Shoe Zone this week said that although its digital sales have grown sharply this year, they have not made up for the effect of the Covid-19 pandemic on its shops. The multichannel footwear retailer, ranked Top50 in RXUK Top500 research, is now warning that it will close up to 90 out of its estate of 460 shops if business rates are reintroduced unchanged, following their suspension during the pandemic.
All of Shoe Zone’s shops closed between March 23 and June 15, following government orders to close non-essential shops over that period. Since reopening, store sales have fallen by 20%, year-on-year, while digital sales have risen by 100%. “While the latter is encouraging,” said Shoe Zone in its full-year trading update this week, “it has not filled the deficit from store sales.” Added to that, it says that new lockdowns in Wales and the Republic of Ireland – including the closure of non-essential retail – have increased uncertainty already brought by the tier system in England.
The retailer said in a pre-close trading update this week that its revenues came to about £122.6m in the year to October 5 – down from £161.9m a year earlier. Lockdown store closures mean that it will report a pre-tax loss of between £10m and £12m for the year.

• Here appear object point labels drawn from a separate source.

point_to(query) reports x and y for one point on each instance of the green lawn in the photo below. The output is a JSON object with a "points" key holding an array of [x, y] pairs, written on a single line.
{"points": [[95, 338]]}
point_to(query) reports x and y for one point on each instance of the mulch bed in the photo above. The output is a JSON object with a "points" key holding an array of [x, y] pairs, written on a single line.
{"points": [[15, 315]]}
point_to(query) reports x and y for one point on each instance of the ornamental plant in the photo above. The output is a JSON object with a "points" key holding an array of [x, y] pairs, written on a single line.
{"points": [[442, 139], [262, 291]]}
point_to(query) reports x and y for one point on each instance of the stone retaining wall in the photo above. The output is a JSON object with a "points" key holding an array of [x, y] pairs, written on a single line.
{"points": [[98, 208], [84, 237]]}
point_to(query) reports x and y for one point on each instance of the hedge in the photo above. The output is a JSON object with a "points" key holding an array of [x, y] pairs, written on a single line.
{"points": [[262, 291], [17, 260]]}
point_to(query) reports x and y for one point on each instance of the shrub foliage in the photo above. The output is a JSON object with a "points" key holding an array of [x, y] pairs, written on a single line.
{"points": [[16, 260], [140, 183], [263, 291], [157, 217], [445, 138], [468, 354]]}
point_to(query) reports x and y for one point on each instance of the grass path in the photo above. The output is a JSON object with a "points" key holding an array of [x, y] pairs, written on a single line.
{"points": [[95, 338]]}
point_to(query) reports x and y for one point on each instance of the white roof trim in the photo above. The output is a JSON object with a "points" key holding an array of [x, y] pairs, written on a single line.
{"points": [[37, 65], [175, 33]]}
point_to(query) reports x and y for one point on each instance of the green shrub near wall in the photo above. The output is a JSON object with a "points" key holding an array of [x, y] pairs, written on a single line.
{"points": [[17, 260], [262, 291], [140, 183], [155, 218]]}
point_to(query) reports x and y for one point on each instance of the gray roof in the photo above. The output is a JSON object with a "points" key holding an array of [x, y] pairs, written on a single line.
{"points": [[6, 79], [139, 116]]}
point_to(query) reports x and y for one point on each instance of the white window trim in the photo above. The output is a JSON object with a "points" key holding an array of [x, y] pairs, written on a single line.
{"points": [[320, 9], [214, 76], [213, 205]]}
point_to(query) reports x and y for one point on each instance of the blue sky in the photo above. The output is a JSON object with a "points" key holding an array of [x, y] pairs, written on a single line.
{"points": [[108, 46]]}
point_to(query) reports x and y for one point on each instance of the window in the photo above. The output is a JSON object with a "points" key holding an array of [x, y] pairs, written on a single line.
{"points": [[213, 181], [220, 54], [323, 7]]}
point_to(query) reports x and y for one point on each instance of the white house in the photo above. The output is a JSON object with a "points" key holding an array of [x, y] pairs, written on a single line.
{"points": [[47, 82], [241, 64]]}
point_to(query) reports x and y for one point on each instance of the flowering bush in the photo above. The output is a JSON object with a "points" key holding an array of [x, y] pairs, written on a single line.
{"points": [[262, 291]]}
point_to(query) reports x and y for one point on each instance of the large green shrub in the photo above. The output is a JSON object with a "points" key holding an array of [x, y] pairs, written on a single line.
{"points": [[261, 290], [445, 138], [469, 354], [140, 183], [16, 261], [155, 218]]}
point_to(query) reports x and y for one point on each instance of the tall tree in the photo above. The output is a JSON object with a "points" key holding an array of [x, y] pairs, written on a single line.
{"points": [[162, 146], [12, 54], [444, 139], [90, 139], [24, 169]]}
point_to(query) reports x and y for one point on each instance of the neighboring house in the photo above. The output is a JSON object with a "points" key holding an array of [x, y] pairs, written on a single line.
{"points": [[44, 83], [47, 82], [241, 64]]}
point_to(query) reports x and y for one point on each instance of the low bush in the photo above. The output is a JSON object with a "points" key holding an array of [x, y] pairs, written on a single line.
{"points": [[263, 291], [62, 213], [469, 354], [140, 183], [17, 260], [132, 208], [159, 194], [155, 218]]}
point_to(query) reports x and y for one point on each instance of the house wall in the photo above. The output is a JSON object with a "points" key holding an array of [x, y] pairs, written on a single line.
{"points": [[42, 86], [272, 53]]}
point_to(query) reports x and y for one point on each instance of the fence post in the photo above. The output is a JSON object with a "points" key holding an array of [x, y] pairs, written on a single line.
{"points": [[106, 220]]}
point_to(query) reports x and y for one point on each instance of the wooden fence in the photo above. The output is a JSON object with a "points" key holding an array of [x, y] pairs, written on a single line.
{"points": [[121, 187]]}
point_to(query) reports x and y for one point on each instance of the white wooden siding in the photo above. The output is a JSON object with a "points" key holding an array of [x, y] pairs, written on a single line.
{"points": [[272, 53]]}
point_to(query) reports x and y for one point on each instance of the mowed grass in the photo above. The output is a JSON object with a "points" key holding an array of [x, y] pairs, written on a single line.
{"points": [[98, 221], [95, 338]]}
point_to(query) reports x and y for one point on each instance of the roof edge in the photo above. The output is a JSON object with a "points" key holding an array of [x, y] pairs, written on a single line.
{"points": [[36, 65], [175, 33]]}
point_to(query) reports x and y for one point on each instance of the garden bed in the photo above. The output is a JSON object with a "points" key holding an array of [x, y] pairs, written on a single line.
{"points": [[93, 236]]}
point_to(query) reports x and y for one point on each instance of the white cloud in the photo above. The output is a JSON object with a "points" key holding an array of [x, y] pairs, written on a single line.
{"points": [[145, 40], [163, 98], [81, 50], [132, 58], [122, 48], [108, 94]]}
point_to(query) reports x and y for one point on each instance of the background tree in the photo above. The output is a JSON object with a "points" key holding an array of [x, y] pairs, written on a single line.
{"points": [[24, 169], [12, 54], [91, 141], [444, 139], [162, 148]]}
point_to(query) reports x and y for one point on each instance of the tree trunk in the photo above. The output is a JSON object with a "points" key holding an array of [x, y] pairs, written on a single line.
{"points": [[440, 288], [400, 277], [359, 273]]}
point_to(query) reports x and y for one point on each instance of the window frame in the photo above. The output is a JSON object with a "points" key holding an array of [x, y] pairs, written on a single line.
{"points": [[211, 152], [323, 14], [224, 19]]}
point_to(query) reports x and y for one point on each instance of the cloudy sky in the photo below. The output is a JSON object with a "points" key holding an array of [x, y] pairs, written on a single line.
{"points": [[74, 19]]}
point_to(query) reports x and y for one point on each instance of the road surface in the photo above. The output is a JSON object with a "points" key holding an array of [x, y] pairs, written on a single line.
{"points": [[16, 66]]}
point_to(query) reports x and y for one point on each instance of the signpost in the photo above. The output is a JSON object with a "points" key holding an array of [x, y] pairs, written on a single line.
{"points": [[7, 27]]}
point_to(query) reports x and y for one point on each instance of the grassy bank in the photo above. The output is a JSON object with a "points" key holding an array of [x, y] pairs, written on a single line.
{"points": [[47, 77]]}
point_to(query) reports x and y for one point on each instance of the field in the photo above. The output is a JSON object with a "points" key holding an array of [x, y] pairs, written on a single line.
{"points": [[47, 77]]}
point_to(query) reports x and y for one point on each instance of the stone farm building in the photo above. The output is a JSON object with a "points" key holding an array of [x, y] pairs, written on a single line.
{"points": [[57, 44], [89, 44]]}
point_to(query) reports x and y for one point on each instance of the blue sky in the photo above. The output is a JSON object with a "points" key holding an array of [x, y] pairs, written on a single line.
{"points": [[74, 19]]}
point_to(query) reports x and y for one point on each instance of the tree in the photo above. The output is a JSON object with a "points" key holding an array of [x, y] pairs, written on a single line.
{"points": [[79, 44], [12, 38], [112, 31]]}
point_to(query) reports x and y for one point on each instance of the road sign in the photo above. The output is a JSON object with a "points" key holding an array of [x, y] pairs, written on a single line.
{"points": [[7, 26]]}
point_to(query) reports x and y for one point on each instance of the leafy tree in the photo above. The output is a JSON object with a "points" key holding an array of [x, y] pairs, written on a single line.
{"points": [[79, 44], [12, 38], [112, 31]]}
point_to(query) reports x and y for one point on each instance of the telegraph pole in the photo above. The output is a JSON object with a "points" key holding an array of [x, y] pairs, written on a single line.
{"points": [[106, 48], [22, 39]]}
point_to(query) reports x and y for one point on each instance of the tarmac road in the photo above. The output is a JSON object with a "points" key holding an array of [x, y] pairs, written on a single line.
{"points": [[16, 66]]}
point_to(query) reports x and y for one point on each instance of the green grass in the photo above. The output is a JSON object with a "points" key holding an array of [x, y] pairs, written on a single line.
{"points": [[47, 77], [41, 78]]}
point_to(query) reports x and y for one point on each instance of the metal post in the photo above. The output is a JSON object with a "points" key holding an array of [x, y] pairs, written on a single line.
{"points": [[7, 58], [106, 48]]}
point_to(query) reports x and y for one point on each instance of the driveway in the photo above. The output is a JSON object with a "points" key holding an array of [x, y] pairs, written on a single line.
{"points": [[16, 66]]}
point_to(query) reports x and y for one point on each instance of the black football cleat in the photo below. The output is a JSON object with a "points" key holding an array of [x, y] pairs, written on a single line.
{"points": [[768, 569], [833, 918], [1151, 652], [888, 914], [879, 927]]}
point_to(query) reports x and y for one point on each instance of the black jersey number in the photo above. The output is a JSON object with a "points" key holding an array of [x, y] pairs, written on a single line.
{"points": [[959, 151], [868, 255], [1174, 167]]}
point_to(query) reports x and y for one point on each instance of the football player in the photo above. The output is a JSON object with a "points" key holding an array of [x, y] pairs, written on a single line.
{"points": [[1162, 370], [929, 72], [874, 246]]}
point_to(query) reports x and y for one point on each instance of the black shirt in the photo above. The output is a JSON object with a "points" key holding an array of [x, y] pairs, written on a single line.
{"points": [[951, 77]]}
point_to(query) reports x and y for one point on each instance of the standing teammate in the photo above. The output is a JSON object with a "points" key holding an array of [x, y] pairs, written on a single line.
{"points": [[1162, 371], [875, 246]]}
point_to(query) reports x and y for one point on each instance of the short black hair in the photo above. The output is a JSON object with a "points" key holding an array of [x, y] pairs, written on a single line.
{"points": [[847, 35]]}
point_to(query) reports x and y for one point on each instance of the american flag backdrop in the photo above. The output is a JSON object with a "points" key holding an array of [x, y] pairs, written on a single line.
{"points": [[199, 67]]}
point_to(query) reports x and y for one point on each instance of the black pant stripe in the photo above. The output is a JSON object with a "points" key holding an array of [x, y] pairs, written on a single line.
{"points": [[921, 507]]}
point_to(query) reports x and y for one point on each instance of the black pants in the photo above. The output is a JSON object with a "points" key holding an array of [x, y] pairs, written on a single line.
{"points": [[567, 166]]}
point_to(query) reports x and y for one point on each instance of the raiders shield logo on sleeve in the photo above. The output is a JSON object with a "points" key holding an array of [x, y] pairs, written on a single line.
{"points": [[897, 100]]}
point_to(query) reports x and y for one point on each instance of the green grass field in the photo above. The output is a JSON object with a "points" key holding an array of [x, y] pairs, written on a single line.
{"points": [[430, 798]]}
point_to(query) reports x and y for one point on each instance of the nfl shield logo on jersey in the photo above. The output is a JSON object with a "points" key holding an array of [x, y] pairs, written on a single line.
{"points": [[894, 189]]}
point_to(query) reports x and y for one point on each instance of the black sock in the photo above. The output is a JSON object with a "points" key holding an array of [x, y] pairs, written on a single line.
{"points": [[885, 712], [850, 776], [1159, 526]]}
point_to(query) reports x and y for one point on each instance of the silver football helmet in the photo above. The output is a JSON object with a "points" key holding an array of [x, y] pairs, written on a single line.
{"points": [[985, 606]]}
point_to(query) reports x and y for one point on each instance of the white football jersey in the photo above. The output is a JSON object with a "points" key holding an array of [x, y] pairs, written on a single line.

During its latest year it opened 10 Big Box stores and closed 40 shops but future openings are now on hold until trading conditions improve.
Anthony Smith, chief executive of Shoe Zone, said: “Shoe Zone has ended an incredibly challenging year with a robust plan and sufficient funding in place to ensure the future survival of the business. The exceptional growth in digital sales since the start of the Covid-19 pandemic demonstrates the flexibility of our operating model, and follows the decision to create an autonomous digital department in 2019. However, it is very difficult at this stage to provide meaningful guidance on the future outlook, given the material uncertainty in the wider economy.”
He said the businesses had benefited significantly from the suspension of business rates in April 2020 but any return to what he terms “the antiquated business rates system” in April 2021 will, he says, mean the closure of up to 45 shops before April 2021 and up to another 45 in the following year. That, in total, would mean closing 20% of its store estate in the next 18 to 24 months.
Smith concluded: “In 2015 the government delayed the rates revaluation by two years which cost our business £1.25 million per year (£2.5m in total). The latest revaluation delay will be even more costly as rents during the period have fallen significantly further and consequently rateable values should have fallen broadly in line with rents. Never has the rating system been more unfair. Our rates as a proportion of rent have increased from 26.4% in 2009 to 54.3% in 2019 and forecast to be close to 60% in 2021. This is unsustainable for most high street retailers and closures will continue unabated until the government makes substantial changes.”